Ада ТОМАЕВА. Время свое и другое

ШЕСТАЯ И СЕДЬМАЯ ГЛАВЫ АВТОБИОГРАФИЧЕСКОЙ ПОВЕСТИ

Продолжение. Начало см. «Дарьял» 4’2017, 1’2018, 2’2018, 4’2018.

ГЛАВА ШЕСТАЯ

НЕ СМЕЙТЕ ЗАБЫВАТЬ УЧИТЕЛЕЙ

…Когда выплескивались на улицу первые трели школьного звонка, я уже бежала вниз по лестнице. Не бежала, летела, как стрела. Начало звонка во дворе по улице Революции, 30, конец – стоя за партой в ожидании учителя.

…В 3-ей школе Владикавказа конца 50-х была плеяда безупречных профессионалов. Нина Игнатьевна Калачина, литератор, заслуженный учитель России. Дмитрий Лобов, замечательный историк, рассказывающий урок как сценарий художественного фильма. Не менее талантливые, в ту пору молодые Лидия Бучукури, Людмила Реутова, Тамара Солдатова и другие. Они любили свой город, и это чудо человеческой души передавали нам. Отдыхали Печорин и Чацкий, когда в сочинении на вольную тему класс писал о родном городе. Главная мысль о том, что это не место прописки, а Святыня, объединяла всех. И Нина Игнатьевна, благородно прослезившись, читала лучшие ученические творения о городе вслух.
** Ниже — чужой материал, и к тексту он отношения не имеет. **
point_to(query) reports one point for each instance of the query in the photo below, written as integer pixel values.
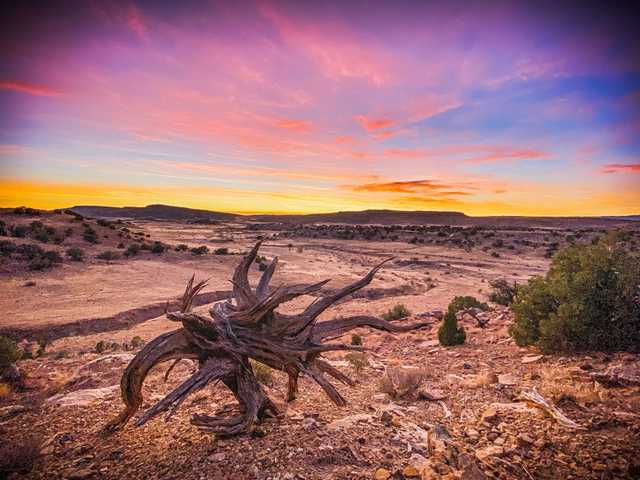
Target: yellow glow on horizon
(48, 196)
От слов переходили к делу. Во главе с директором Елизаветой Ивановной Кондратьевой вся школа выдвигалась на стратегические позиции: Владикавказ строился, заботливо облагораживая окраины. Методом народной стройки все вместе – учителя, ученики, а нередко и родители, трудились там, где зарождались Зеленый театр (уникальное сооружение, до времени ушедшее в историю) и водная станция. Именно в Зеленом театре произошло знаковое событие, которое бережно хранится в памяти старшего поколения.

Спортивную честь республики перед лицом японских борцов на между-народной встрече в 1957 году отстаивали молодые, но уже известные осетинские борцы, каждому из которых предстояло стать человеком-легендой.

…Обожаемый наш проспект, не менее почитаемый, чем Гинза у японцев, Дерибасовская – у одесситов, был местом встреч. Обе стороны по краям бульвара были заполнены и днем, и вечером. И каждый находил там свое место. Чинно прогуливались, шутили, знакомились, назначали свидания. И – никаких шумных сцен и разборок. Никакого сквернословия. Как можно? Проспект – живое сердце города.

А наш парк. Более привлекательного места в городе не было. Летними вечерами по всем его аллеям вплотную двигалась неторопливая публика. Помню, что это были, в основном, женщины. Где взять гуляющих мужчин в первые послевоенные годы? Тем не менее, женщины были тщательно причесаны, в лучших своих платьях из натурального крепдешина и штапеля. Кое-где наблюдались и дети среди этой вечерней публики. За рядом скамеек на главной аллее нижнего яруса можно было видеть парашютную вышку. Прыжок с парашютом приравнивался к поступку, характеризующему смелость и решительность. Я такими качествами, увы, не обладала. Прыгали безрассудные мальчишки-сверстники, а чем они могли доказать свою отвагу? Лодочки перевозили днем и вечером любителей этого вида развлечений по гладкому пруду. А зимой пруды превращались в катки. Коньки были далеко не у всех. По тем временам они стоили недешево. И мы поначалу привязывали их к ботинкам, что было ненадежно – веревки рвались. Но это никому не мешало. Коньки были такие: «снегурки», «пионерки», впоследствии – беговые и хоккейные. Помню, на коньках мы носились не только в парке, но и на проспекте, на улице Ленина и Горького.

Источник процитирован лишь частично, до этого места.